Andrew Greig: An Overview

Fifteen years before I went to Edinburgh University and met a clutch of student writers who would prosper and continue to be friends, there had been another bunch of young poets there. By the mid-80s, they had begun to publish books, and seemed rather dashing and intriguing individuals to a youngster like me with literary ambitions – they were living as full-time writers, despite being in their early 30s. I heard that three of them had been dubbed 'The Golden Triangle' because of their great promise. These three were Ron Butlin, Brian McCabe and Andrew Greig.

McCabe is now back at Edinburgh University, as the current Writer in Residence. As with his co-writers in the triangle, he has forged a parallel career in fiction and poetry and is probably best known for his careful, atmospheric short stories. Butlin has been busy recently, with a new colletion of stories, a New & Selected Poems, and he published his latest novel page:m/Books/Belonging-9781852429157(Belonging) to great acclaim this year.

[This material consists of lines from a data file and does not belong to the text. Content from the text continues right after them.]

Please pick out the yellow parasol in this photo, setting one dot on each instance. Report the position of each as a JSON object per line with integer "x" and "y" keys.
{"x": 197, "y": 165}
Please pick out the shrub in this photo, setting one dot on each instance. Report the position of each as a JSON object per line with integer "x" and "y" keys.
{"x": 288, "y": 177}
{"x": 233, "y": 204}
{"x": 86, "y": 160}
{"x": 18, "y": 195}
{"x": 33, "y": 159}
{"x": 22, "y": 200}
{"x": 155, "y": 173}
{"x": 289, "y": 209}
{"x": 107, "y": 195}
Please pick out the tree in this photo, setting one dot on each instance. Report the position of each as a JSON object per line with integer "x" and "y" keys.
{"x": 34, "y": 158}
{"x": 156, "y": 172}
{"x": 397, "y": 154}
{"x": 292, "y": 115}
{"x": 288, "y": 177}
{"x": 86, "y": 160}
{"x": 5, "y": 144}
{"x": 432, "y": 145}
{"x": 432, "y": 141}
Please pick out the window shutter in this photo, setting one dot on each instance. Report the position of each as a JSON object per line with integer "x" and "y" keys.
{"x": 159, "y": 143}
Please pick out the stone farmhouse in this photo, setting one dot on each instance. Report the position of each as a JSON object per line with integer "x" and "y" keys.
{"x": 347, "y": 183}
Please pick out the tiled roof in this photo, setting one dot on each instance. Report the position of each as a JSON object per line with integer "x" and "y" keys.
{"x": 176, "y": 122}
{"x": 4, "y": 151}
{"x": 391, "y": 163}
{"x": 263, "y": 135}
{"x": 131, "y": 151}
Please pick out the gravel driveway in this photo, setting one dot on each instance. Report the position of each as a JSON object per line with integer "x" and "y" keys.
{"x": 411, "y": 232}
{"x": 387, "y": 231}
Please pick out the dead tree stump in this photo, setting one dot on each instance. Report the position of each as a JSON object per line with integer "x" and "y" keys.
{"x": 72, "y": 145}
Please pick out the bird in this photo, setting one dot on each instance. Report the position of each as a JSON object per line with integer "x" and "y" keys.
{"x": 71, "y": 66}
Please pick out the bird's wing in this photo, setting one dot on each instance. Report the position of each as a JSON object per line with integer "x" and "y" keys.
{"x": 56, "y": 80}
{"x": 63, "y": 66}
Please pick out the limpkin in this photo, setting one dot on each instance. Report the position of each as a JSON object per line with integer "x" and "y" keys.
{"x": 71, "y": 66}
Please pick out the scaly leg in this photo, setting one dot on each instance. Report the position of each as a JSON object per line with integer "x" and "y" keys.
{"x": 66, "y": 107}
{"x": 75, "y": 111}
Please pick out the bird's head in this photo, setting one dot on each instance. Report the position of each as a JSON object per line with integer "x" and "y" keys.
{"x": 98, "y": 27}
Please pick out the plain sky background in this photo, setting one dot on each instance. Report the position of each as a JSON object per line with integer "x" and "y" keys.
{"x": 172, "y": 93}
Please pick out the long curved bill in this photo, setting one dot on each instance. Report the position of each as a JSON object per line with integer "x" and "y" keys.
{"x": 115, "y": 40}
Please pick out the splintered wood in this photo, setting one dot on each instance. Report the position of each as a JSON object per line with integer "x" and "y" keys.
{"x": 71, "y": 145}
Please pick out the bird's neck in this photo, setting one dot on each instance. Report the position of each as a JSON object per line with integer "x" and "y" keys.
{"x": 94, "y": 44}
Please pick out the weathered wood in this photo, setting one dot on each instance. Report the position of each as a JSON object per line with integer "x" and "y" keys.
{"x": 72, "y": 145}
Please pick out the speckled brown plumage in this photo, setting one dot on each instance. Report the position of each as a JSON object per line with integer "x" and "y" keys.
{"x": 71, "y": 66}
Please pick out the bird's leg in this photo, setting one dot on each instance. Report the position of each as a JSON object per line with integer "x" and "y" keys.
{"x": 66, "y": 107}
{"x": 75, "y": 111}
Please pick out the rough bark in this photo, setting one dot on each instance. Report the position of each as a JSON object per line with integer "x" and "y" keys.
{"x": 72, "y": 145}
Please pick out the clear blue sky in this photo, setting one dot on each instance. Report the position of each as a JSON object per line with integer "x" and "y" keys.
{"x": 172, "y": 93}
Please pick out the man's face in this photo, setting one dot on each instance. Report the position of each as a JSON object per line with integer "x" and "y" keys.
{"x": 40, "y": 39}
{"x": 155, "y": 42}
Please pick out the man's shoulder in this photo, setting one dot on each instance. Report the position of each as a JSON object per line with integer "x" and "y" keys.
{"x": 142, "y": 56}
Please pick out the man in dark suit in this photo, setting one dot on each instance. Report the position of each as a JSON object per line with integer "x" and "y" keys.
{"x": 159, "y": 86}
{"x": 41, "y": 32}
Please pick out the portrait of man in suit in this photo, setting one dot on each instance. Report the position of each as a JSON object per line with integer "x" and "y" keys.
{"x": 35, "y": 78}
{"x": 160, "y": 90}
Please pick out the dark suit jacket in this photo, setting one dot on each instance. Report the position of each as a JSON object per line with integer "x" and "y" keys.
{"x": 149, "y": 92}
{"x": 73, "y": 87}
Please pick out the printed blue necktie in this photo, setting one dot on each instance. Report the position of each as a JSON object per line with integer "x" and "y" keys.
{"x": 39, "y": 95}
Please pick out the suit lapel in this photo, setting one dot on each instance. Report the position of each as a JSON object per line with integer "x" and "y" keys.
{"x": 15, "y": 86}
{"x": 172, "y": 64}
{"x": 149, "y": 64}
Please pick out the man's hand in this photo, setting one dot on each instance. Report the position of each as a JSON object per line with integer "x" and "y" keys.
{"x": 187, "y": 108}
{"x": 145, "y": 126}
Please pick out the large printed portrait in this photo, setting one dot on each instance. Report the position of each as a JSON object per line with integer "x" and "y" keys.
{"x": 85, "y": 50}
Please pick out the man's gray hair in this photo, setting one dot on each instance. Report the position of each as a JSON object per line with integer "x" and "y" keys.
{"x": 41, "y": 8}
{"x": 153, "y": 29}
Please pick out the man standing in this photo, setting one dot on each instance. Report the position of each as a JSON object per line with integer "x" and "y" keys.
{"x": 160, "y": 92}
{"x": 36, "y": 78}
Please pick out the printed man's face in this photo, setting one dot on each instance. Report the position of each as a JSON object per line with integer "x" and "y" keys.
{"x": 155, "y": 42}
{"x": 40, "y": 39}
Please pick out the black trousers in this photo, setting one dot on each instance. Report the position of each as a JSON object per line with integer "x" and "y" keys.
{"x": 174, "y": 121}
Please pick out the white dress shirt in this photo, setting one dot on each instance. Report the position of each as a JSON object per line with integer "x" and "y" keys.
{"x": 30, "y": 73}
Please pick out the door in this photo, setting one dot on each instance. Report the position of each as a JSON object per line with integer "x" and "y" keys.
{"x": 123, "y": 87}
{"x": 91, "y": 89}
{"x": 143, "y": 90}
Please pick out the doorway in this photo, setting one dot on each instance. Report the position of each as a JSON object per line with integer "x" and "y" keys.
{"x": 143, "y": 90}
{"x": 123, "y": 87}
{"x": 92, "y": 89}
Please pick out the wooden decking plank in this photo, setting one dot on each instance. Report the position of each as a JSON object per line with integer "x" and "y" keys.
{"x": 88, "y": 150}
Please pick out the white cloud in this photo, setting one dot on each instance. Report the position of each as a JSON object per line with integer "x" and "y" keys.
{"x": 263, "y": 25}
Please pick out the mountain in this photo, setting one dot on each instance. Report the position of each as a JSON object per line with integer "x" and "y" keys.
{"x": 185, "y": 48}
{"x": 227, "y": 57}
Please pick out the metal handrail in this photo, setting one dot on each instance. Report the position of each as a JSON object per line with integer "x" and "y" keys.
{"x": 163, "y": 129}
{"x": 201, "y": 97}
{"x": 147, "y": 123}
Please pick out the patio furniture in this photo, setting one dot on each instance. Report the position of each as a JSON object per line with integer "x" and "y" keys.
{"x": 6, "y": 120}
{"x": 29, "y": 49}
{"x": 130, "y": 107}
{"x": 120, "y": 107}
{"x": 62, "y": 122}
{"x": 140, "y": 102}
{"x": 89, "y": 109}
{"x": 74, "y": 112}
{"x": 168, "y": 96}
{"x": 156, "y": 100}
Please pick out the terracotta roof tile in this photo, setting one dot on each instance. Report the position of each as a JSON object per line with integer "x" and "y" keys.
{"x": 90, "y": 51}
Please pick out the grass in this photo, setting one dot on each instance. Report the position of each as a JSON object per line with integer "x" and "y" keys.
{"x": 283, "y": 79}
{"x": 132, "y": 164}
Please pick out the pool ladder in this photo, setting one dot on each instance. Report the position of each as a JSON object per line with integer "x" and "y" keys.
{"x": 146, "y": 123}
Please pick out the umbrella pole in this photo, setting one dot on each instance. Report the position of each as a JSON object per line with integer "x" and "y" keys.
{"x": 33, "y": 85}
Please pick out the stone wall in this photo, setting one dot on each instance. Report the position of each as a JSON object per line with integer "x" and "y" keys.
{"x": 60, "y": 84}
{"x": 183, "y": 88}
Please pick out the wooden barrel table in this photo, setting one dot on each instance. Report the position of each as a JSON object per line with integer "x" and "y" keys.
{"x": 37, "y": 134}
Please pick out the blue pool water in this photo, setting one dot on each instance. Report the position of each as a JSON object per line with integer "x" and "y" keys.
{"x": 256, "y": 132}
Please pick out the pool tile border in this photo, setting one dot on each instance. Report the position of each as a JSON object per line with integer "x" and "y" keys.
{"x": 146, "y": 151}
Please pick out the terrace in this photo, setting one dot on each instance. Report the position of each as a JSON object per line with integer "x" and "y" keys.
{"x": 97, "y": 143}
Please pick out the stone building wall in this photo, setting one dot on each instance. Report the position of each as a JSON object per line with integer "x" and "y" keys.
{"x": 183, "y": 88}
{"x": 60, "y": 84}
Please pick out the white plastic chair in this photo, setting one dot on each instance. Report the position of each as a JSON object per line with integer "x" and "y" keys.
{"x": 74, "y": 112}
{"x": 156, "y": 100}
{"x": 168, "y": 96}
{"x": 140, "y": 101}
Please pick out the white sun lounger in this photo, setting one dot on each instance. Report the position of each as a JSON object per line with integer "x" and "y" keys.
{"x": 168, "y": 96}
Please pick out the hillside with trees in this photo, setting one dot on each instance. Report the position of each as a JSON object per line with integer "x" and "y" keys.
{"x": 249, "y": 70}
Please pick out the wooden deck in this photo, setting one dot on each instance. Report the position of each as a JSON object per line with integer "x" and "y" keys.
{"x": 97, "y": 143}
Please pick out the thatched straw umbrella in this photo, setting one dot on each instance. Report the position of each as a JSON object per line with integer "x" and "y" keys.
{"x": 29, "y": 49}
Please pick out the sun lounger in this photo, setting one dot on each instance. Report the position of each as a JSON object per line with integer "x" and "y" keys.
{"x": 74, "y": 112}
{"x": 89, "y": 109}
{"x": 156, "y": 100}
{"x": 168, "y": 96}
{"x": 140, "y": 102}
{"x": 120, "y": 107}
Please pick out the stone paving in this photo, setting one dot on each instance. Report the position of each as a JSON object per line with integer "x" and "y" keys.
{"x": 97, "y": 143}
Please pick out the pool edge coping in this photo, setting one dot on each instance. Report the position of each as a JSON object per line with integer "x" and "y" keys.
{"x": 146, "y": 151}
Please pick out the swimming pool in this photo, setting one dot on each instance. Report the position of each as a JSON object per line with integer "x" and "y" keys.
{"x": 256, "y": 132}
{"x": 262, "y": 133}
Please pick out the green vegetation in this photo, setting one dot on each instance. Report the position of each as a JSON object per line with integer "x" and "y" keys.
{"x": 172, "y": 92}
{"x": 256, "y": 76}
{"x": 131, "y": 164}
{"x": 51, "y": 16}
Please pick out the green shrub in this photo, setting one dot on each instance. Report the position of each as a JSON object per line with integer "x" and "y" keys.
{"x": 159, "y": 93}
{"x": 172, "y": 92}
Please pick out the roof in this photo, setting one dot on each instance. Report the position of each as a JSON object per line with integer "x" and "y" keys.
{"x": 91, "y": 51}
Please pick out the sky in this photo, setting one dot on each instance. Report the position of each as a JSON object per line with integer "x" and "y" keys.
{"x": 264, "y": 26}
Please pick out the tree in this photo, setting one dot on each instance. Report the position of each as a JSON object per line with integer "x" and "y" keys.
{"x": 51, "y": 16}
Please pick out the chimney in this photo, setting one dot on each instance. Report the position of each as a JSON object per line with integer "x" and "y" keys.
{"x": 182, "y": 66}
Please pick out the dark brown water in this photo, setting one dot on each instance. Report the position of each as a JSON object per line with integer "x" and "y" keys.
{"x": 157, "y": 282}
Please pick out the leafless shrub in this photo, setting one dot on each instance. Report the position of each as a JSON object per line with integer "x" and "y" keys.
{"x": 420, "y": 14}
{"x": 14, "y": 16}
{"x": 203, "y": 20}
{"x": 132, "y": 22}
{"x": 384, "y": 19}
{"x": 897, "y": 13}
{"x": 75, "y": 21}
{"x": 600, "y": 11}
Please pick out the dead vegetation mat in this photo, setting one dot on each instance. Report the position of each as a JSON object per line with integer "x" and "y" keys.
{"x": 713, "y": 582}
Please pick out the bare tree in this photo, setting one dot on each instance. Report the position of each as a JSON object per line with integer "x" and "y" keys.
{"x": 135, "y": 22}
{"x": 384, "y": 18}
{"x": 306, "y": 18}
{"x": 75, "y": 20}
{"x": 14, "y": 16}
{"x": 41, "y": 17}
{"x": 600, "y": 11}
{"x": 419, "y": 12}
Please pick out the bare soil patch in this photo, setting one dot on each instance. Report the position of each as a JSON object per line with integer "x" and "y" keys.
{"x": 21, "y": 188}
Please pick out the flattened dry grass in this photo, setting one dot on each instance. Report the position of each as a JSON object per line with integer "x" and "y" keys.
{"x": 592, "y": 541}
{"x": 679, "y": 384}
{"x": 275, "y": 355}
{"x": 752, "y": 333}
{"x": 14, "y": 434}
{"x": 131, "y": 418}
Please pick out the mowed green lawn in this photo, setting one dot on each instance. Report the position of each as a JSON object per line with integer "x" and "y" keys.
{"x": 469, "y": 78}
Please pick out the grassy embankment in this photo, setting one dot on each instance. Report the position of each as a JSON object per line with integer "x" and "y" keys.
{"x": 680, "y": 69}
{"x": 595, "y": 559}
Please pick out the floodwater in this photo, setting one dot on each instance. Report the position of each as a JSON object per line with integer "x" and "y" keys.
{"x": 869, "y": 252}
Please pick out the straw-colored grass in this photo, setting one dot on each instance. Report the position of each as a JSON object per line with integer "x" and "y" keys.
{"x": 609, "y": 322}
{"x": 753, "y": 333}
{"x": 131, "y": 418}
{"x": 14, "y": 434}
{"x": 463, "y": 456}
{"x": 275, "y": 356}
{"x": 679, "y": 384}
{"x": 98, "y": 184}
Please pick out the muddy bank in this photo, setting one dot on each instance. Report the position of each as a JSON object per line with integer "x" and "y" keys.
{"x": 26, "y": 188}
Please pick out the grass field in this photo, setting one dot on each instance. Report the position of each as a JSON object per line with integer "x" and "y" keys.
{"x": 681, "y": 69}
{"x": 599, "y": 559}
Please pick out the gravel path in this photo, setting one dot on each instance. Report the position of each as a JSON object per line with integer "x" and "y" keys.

Of the three, Andrew Greig took the longest to succumb to fiction: though he had written two non-fiction books – both accounts of mountaineering trips - his first novel Electric Brae did not appear till the early 90s, but in the past decade, it has had four successors, including 2004's In Another Light, named Scottish Book of the Year, leading to a reputation as one of the country's leading novelists.

This year sees the publication of Greig's This Life, This Life (Bloodaxe), a sizeable selection of his poems going back to his late teens and his days as a student poet in Edinburgh. A pamphlet and six collections are cherry-picked, and 20 pages of recent poems complete the book.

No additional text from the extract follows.